With `config.capture_web_vitals` enabled, the recorder loads the [web-vitals](https://github.com/GoogleChrome/web-vitals) library and emits each metric's final value as a `__perf` custom event. `WebVitalsAnalyzer` reports the **p75** of LCP, INP, and CLS per page (one sample is one page view: the metric's final report on that page, measured in the visitor's own browser), alongside the good / needs-improvement / poor rating mix the browser reported and a link to the slowest session's replay.

### Funnel: `/analytics/funnel`

![Conversion funnel with per-step drop-off and median step timings](/assets/screenshots/funnel.png)

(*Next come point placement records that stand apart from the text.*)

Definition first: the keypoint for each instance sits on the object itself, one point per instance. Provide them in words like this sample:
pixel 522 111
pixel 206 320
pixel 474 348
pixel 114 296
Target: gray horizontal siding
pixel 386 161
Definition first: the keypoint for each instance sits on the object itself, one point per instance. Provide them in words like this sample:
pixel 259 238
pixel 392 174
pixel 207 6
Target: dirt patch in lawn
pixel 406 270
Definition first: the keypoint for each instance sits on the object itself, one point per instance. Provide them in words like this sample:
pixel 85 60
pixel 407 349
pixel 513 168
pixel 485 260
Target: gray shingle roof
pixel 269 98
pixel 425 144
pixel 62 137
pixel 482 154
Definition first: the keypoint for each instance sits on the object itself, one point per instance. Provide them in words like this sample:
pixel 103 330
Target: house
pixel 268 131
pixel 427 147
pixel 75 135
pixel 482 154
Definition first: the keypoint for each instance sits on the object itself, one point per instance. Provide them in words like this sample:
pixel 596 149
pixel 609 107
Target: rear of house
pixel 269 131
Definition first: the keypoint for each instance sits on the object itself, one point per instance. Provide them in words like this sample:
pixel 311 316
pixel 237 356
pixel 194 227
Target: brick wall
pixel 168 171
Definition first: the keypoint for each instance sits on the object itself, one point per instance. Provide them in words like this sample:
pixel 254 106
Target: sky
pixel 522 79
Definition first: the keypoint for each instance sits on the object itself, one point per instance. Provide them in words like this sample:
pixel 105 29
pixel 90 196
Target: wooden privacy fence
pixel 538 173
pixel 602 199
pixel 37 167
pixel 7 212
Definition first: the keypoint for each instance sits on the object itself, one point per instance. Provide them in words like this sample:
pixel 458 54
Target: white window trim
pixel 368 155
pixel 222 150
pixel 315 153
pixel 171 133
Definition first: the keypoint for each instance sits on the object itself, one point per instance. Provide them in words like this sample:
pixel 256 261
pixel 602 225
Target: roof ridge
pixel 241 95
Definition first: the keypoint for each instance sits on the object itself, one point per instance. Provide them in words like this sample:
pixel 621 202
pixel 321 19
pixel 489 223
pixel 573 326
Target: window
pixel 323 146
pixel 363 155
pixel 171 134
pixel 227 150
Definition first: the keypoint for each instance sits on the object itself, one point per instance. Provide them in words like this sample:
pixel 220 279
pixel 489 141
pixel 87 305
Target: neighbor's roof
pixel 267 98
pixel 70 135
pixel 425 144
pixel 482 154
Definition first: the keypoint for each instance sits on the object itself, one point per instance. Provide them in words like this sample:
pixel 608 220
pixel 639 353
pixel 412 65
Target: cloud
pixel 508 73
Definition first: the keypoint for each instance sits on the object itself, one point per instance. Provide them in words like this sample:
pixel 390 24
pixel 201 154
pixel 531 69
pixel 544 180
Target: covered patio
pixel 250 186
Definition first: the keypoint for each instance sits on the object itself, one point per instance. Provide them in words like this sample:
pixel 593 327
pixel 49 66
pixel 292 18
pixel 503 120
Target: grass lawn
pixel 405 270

Pick up to **three** [custom-event tags](/guide/custom-events/) as ordered steps; `FunnelAnalyzer` reports how many sessions reached each step, the conversion percentage (relative to step 1), and the median time gap from the previous step across converting sessions. Steps must occur **in order within a single session** (each strictly after the previous). Every step links the converting (and dropped) sessions straight to their replay, and the step dropdowns are populated from the custom-event tag vocabulary seen in the scanned window.

### Frustration: `/analytics/frustration`

![Frustration signals: rage clicks and dead clicks per page](/assets/screenshots/frustration.png)

`FrustrationAnalyzer` surfaces two friction signals per page: **rage clicks** (bursts of 3+ clicks at the same spot within 500ms) and **dead clicks** (a click the page never responds to within 500ms: no DOM mutation, navigation, or scroll follows). Each incident links to that moment in the replay and is annotated when a JS error coincided (`dead + JS error`). Element attribution (the CSS selector of the clicked element) requires `config.capture_clicks`, which annotates clicks with a selector via `__click` events.

### Engagement: `/analytics/engagement`

`EngagementAnalyzer` scores each session by struggle signals (rage clicks, dead clicks, JS errors, rapid navigations) and returns a ranked, replay-linkable list alongside a five-bin score distribution. Higher scores mean more friction. Because it surfaces individual sessions it is audited like Segments.

### Conversions: `/analytics/conversions`

`ConversionAnalyzer` reports conversion rate by acquisition dimension (entry page, referrer host, and UTM parameters) for one selected [custom-event tag](/guide/custom-events/). The tag dropdown is populated from the same scanned event vocabulary as the Funnel page; internal tags (`__`-prefixed, `"error"`) are excluded.

### Page report: `/analytics/page`

`PageReportAnalyzer` is a per-URL drill-down that composes every available metric for a single selected page URL: scroll depth, clicks, vitals, frustration signals, and form interactions. With no URL selected the expensive scan is skipped entirely and the page renders a URL picker populated from `HeatmapAnalyzer.recorded_urls`.

### Export: `/analytics/export` (CSV / JSON)

The export index lists the available datasets (`sessions`, `errors`, `browser_events`, `problems`, `server_events`, `stats`, `heatmap`, `scroll`, `forms`, `web_vitals`), each computed on read through the analyzers above. A download is a `POST` to `/analytics/export/{dataset}.{csv|json}` and is CSRF-guarded with the same token discipline as the dashboard: a `GET` returns `405`, a missing/invalid token returns `403`, an unknown dataset returns `404`.

CSV output is **formula-injection-guarded**: a cell beginning with a formula trigger (`=`, `+`, `-`, `@`, or a leading tab/CR) is prefixed with a single quote so spreadsheets treat it as text, and cells are RFC 4180 quoted.

## Auditing

When `config.audit_log` is set, sensitive analytics actions are logged: the segments listing (`list_sessions`), each export (`export`, with the dataset), and each share download (`share`, with the session ID). See [Privacy & Masking](/guide/privacy/#compliance-features) for the audit-log payload.